Merge pull request #10 from SilasMarvin/silas-llamacpp-custom-file

SilasMarvin · web-flow · commit 2ffc236faa1b · 2024-06-09T08:06:47.000-07:00
Added  file_path config option for llama_cpp models
diff --git a/src/config.rs b/src/config.rs
@@ -81,13 +81,6 @@ pub struct FileStore {
     pub crawl: bool,
 }
 
-#[derive(Clone, Debug, Deserialize)]
-#[serde(deny_unknown_fields)]
-pub struct Model {
-    pub repository: String,
-    pub name: Option<String>,
-}
-
 const fn n_gpu_layers_default() -> u32 {
     1000
 }
@@ -106,20 +99,25 @@ pub struct MistralFIM {
     pub fim_endpoint: Option<String>,
     // The model name
     pub model: String,
+    // The maximum requests per second
     #[serde(default = "max_requests_per_second_default")]
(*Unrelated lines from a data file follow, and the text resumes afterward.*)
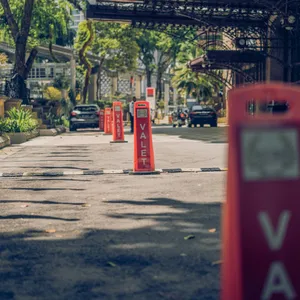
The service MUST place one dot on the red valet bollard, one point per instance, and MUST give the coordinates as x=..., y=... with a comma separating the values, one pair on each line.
x=143, y=144
x=261, y=217
x=107, y=121
x=118, y=129
x=101, y=120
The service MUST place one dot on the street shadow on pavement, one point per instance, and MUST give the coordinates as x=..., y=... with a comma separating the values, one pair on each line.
x=206, y=134
x=172, y=257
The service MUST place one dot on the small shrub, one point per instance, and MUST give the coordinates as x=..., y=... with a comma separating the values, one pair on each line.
x=52, y=93
x=18, y=120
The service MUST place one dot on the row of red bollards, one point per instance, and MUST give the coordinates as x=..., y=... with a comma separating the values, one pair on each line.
x=111, y=122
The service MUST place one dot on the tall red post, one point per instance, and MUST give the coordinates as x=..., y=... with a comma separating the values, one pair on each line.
x=118, y=129
x=143, y=145
x=107, y=121
x=261, y=217
x=101, y=120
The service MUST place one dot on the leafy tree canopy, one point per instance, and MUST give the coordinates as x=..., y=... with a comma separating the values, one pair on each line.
x=50, y=20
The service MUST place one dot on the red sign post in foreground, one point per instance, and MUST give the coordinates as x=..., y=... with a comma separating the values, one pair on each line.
x=118, y=129
x=143, y=145
x=261, y=217
x=101, y=120
x=107, y=121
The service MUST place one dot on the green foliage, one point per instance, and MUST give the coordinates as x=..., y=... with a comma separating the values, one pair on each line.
x=113, y=43
x=50, y=20
x=188, y=82
x=18, y=120
x=161, y=104
x=52, y=93
x=61, y=83
x=104, y=103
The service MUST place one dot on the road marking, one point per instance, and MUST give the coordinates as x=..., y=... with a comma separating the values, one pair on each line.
x=102, y=172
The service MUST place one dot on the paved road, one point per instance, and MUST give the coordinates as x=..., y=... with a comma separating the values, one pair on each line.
x=111, y=236
x=85, y=150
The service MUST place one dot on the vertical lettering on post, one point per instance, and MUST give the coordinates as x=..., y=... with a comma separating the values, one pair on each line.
x=274, y=237
x=143, y=146
x=278, y=281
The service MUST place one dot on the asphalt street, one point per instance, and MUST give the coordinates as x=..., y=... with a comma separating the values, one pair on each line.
x=112, y=236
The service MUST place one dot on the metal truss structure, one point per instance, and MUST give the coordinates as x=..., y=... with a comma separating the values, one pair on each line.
x=257, y=25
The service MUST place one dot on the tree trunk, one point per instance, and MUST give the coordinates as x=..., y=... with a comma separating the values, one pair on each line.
x=99, y=84
x=149, y=77
x=17, y=86
x=84, y=60
x=158, y=85
x=86, y=83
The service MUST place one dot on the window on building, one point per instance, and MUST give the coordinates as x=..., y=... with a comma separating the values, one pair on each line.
x=42, y=72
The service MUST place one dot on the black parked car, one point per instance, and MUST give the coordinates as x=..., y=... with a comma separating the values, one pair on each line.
x=201, y=115
x=84, y=116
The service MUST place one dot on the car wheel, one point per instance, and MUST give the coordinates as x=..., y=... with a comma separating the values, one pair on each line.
x=72, y=128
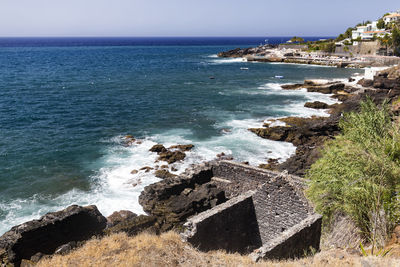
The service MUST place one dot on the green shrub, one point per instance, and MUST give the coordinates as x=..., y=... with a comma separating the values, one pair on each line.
x=359, y=171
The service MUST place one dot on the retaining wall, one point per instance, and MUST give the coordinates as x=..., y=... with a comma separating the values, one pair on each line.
x=273, y=215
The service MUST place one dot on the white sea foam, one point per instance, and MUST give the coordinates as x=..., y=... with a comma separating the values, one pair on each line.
x=227, y=61
x=116, y=188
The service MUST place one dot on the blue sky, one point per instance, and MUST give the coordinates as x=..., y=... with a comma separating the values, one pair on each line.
x=186, y=17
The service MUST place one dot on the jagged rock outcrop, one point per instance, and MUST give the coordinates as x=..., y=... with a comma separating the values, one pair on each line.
x=172, y=154
x=239, y=52
x=316, y=105
x=158, y=148
x=314, y=86
x=163, y=173
x=119, y=216
x=45, y=235
x=172, y=200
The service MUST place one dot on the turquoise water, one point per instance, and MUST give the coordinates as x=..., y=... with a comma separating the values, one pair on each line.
x=65, y=110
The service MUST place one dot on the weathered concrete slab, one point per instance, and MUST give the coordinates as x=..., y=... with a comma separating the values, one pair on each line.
x=231, y=226
x=267, y=214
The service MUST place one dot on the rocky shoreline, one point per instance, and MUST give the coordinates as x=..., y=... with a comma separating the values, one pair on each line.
x=309, y=134
x=280, y=54
x=170, y=202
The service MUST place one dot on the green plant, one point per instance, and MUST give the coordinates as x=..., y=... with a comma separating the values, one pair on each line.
x=359, y=171
x=381, y=253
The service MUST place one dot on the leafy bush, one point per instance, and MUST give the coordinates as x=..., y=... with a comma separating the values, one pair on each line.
x=359, y=171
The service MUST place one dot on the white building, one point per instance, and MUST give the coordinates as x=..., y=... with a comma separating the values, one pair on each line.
x=368, y=32
x=392, y=17
x=358, y=32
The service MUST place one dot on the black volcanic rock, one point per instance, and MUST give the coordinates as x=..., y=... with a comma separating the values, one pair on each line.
x=316, y=105
x=45, y=235
x=174, y=199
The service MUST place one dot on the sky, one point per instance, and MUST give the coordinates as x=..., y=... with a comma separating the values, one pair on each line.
x=52, y=18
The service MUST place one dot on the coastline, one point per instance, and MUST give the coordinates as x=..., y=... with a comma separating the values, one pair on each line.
x=170, y=201
x=288, y=55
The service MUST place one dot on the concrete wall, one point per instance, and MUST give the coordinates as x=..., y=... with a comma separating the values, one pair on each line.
x=278, y=208
x=274, y=216
x=296, y=242
x=231, y=226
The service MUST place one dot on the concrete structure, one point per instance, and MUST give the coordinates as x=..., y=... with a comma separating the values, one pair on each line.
x=267, y=215
x=368, y=31
x=392, y=17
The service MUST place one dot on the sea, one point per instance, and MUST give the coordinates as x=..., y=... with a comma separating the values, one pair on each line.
x=67, y=104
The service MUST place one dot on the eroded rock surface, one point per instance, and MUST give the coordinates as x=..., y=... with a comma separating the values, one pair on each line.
x=54, y=229
x=174, y=199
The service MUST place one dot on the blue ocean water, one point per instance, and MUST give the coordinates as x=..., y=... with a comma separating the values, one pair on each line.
x=66, y=105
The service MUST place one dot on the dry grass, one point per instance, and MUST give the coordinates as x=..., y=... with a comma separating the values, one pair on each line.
x=169, y=250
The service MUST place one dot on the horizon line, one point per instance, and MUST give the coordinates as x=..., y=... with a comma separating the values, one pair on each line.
x=160, y=36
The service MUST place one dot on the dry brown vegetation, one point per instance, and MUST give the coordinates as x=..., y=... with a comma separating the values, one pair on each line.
x=169, y=250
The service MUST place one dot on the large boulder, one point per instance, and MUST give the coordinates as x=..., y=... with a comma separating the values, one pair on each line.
x=119, y=216
x=45, y=235
x=171, y=156
x=174, y=199
x=316, y=105
x=135, y=225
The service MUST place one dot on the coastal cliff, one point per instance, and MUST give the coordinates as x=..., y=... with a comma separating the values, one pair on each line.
x=171, y=201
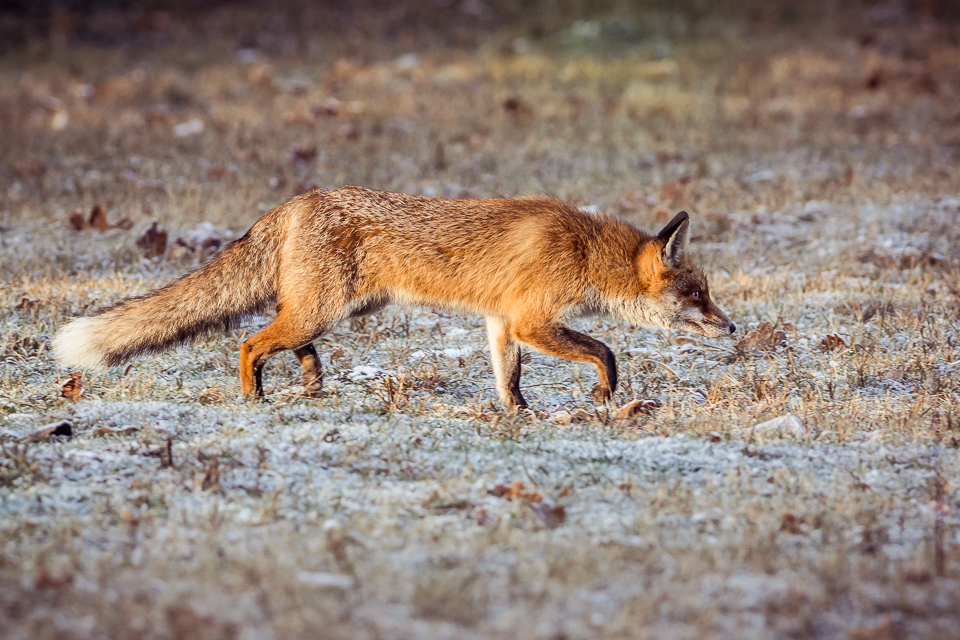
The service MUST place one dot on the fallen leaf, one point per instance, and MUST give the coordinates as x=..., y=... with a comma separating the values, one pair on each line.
x=552, y=516
x=98, y=218
x=515, y=491
x=72, y=389
x=788, y=423
x=635, y=408
x=61, y=428
x=302, y=155
x=153, y=242
x=26, y=304
x=329, y=108
x=517, y=106
x=100, y=432
x=790, y=523
x=76, y=221
x=764, y=338
x=45, y=580
x=832, y=341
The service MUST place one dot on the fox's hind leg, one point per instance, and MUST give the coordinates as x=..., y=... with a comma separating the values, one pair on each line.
x=292, y=329
x=505, y=356
x=557, y=340
x=312, y=373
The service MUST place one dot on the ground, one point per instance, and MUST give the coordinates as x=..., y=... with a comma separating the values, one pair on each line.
x=817, y=155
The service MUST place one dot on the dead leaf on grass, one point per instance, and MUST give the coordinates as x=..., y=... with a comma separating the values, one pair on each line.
x=97, y=221
x=26, y=304
x=832, y=341
x=552, y=516
x=763, y=338
x=515, y=491
x=517, y=106
x=61, y=428
x=101, y=432
x=302, y=155
x=790, y=523
x=153, y=242
x=72, y=389
x=636, y=408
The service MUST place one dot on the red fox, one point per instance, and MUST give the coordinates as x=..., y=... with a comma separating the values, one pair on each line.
x=527, y=264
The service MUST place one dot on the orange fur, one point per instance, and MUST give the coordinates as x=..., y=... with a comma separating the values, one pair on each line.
x=527, y=264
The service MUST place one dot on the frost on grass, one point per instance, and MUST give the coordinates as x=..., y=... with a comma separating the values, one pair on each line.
x=803, y=485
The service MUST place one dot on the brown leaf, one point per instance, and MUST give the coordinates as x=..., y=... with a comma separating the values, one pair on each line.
x=98, y=218
x=76, y=221
x=99, y=432
x=329, y=108
x=832, y=341
x=26, y=304
x=552, y=516
x=217, y=172
x=302, y=155
x=515, y=491
x=72, y=389
x=762, y=338
x=635, y=408
x=517, y=106
x=153, y=242
x=62, y=428
x=46, y=580
x=28, y=168
x=790, y=523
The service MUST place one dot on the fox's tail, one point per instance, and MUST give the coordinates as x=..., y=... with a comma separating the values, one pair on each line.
x=240, y=281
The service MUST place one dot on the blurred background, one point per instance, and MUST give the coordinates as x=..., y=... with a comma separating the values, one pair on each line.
x=165, y=110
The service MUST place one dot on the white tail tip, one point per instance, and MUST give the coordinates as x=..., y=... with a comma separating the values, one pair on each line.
x=76, y=344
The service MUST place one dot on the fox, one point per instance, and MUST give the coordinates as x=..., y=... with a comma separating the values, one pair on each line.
x=527, y=264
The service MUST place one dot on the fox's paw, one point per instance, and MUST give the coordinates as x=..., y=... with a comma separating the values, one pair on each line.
x=313, y=386
x=601, y=393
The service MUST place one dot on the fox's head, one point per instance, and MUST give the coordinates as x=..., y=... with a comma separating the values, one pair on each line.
x=678, y=296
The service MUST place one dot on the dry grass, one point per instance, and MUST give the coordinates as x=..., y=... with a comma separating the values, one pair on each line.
x=818, y=159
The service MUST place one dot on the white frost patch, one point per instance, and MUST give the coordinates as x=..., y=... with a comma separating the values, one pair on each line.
x=325, y=580
x=450, y=352
x=365, y=372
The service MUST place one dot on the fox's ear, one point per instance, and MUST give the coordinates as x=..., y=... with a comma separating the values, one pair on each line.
x=674, y=238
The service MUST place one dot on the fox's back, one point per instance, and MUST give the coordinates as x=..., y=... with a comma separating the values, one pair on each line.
x=476, y=254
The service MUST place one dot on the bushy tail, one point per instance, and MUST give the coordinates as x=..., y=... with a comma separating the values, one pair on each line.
x=239, y=281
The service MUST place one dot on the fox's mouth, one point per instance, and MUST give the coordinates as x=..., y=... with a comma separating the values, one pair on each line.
x=708, y=330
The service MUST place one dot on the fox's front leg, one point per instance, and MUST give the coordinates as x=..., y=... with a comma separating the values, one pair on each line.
x=310, y=365
x=557, y=340
x=505, y=357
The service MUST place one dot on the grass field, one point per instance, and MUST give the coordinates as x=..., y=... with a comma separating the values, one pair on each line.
x=817, y=154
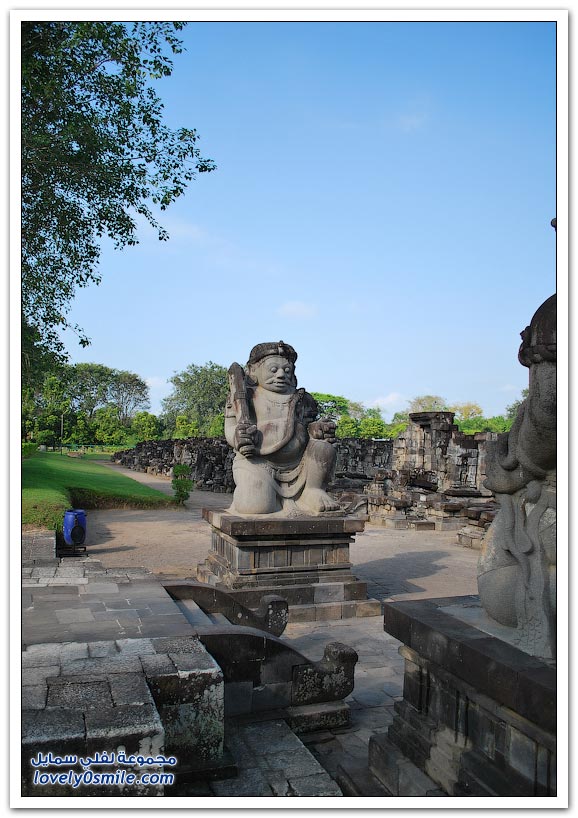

     pub max_requests_per_second: f32,
 }
 
 #[derive(Clone, Debug, Deserialize)]
 #[serde(deny_unknown_fields)]
 pub struct LLaMACPP {
-    // The model to use
-    #[serde(flatten)]
-    pub model: Model,
+    // Which model to use
+    pub repository: Option<String>,
+    pub name: Option<String>,
+    pub file_path: Option<String>,
+    // The layers to put on the GPU
     #[serde(default = "n_gpu_layers_default")]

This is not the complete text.